High interest credit card debt should be students’ first priority when it comes to using tax return funds, says Erica Sandberg, personal finance expert and editor at large for Bankrate’s Credit Card Guide. (http://www.ericasandberg.com/) (http://www.bankrate.com/?ec_id=m1035904&ef_id=yXFPy@sbKE4AAFga:20130423222636:s)

“It makes absolutely no sense to hang on to debt where your interest rate is in the 20% mark, it’s expensive--get rid of it,” she says. “That really is the best use of a tax refund because it’s just a ridiculous waste of money to hang on to it and I would apply as much as possible.”

If students have multiple sources of debt and aren’t sure how to allocate the money, focus on the debt with higher interest rates and fees, suggests Candice Cerro, consumer savings expert with PromotionalCodes.com. (http://www.promotionalcodes.com/)

“When you’ve determined the most costly, use a portion of your tax return to make a payment towards that or split the payment between both if necessary.”

Money Move No.2: Reduce School-Related Costs

Textbooks, project materials and tuition can add up for students on a budget and using tax return money to chip away at expenses is a better strategy than putting it all on a credit card or taking out a loan, says Cerro.

“School supplies like books, computers, etc. can be very pricey so it is ideal to have some money set aside to buy new books at the beginning of each semester or in case your computer is in need of replacement or updating,” she says.

To get a head start on repayment, students can also start paying down their loans while in school, suggests Chanel Greene, manager of Financial Aid at Peirce College in Philadelphia. (http://www.peirce.edu/)

“Call your lender or the Department of Education prior to sending in the payment because you want to make sure these funds go toward your unsubsidized loans first as they are accruing interest while you are in school.”

Money Move No.3: Bolster Savings/Emergency Fund

While students may not have the wherewithal to constantly contribute to a savings account for a rainy day or emergency fund, even putting a small amount aside can be a significant start.

“Let’s face it--$100 is not going to do you much good in an emergency, but it’s not the practical aspect of it…it’s going to set a pattern,” says Sandberg. “It really is about establishing smart habits that make you feel that you’re doing the right thing.”

Having a financial cushion for unexpected emergency expenses such as car repairs or medical bills can provide a huge relief in times of need, Greene says.

“If you have one class left to graduate and will not be able to receive federal loans during this period to help cover your educational expenses, use your tax refund,” she says.

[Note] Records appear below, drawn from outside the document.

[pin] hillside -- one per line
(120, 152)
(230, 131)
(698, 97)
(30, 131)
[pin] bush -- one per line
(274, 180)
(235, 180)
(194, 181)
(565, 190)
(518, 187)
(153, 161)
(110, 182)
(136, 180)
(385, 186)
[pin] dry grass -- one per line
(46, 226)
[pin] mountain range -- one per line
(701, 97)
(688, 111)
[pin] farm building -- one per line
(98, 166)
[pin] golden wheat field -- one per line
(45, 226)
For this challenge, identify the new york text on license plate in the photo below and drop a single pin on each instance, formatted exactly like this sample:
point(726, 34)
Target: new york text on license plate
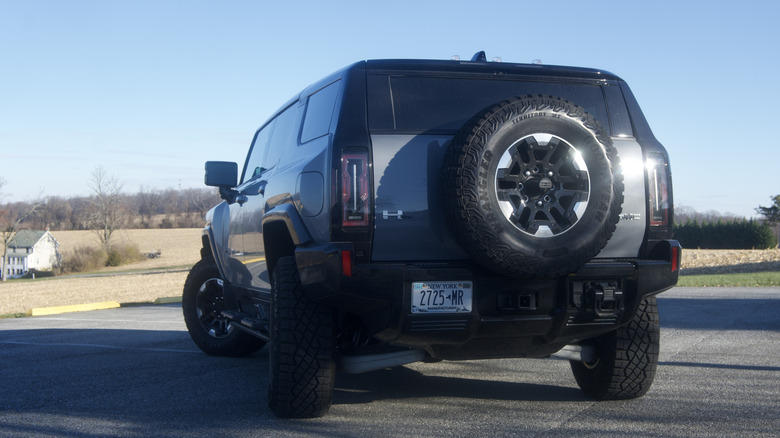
point(441, 297)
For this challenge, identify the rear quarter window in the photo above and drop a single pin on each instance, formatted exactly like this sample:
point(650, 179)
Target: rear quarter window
point(420, 103)
point(319, 112)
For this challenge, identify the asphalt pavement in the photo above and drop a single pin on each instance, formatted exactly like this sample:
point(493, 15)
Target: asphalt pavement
point(133, 371)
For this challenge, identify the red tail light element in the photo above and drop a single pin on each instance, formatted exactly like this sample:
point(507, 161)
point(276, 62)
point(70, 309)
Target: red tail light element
point(354, 189)
point(675, 258)
point(346, 263)
point(658, 185)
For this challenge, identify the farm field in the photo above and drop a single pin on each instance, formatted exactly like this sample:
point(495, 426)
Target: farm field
point(180, 248)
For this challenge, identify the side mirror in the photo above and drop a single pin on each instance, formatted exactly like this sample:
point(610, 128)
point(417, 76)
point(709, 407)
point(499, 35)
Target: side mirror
point(223, 174)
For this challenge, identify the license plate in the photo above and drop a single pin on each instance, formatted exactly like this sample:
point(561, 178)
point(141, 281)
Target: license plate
point(441, 297)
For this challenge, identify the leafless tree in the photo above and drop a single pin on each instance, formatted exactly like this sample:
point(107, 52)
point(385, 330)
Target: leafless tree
point(107, 215)
point(11, 221)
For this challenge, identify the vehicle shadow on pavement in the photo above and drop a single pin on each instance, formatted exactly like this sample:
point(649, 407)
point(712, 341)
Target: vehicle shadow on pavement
point(406, 383)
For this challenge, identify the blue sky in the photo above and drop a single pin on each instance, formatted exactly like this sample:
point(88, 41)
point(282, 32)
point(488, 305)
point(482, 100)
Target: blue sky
point(150, 90)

Money Move No.4: Plan for Future Expenses

Especially for seniors on the brink of graduation, it’s a good idea to start planning for post-collegiate expenses and investments.

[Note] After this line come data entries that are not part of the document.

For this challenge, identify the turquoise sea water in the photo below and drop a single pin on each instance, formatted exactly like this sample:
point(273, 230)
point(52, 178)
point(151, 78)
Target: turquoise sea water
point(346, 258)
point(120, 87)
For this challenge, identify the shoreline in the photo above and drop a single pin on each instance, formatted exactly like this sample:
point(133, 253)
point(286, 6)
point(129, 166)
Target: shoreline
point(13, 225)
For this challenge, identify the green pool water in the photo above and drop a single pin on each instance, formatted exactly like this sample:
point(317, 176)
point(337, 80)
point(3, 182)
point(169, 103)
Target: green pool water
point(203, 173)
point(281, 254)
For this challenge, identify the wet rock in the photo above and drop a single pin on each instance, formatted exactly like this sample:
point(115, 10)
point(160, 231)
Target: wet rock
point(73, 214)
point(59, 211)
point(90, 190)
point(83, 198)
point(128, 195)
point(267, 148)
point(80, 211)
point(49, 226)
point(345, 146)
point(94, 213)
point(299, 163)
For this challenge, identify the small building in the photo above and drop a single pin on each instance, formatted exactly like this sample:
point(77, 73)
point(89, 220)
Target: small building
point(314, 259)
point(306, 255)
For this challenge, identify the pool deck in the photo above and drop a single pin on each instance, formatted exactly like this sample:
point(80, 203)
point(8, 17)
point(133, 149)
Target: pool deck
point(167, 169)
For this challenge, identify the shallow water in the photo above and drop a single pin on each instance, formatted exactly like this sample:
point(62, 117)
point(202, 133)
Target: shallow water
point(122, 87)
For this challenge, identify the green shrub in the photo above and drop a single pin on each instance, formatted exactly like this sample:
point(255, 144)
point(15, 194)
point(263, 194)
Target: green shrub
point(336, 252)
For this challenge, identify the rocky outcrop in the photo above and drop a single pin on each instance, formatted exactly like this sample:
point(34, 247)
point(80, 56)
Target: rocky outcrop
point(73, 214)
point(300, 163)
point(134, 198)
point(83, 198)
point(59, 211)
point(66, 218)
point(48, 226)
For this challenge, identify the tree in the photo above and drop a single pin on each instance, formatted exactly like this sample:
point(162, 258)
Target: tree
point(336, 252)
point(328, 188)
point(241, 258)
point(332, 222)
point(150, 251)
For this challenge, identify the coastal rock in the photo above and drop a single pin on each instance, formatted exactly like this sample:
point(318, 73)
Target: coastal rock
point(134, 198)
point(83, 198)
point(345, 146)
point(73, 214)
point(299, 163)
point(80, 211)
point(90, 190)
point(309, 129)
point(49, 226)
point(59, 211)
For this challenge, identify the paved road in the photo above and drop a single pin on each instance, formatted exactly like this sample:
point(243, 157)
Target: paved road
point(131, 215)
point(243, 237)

“Consider purchasing something with your end goal in mind, like a suit to wear to job interviews,” Greene says.

If seniors have not yet found a job, having a little extra cash set aside to rely upon while job searching can help relieve tension during an already stressful time, suggests Cerro.

Although students can certainly benefit from using their tax return funds to get ahead and take care of necessary expenses, the experts maintain it’s also acceptable to use a small portion to treat themselves.

“If you've carefully budgeted all year and are up-to-date on paying any bills, there is certainly nothing wrong with spending part of your tax refund on yourself and indulging a little,” says Kaplan.  “It's totally ok to reward yourself for your financial prudence all year with something like a manicure or spa trip or nice meal out.”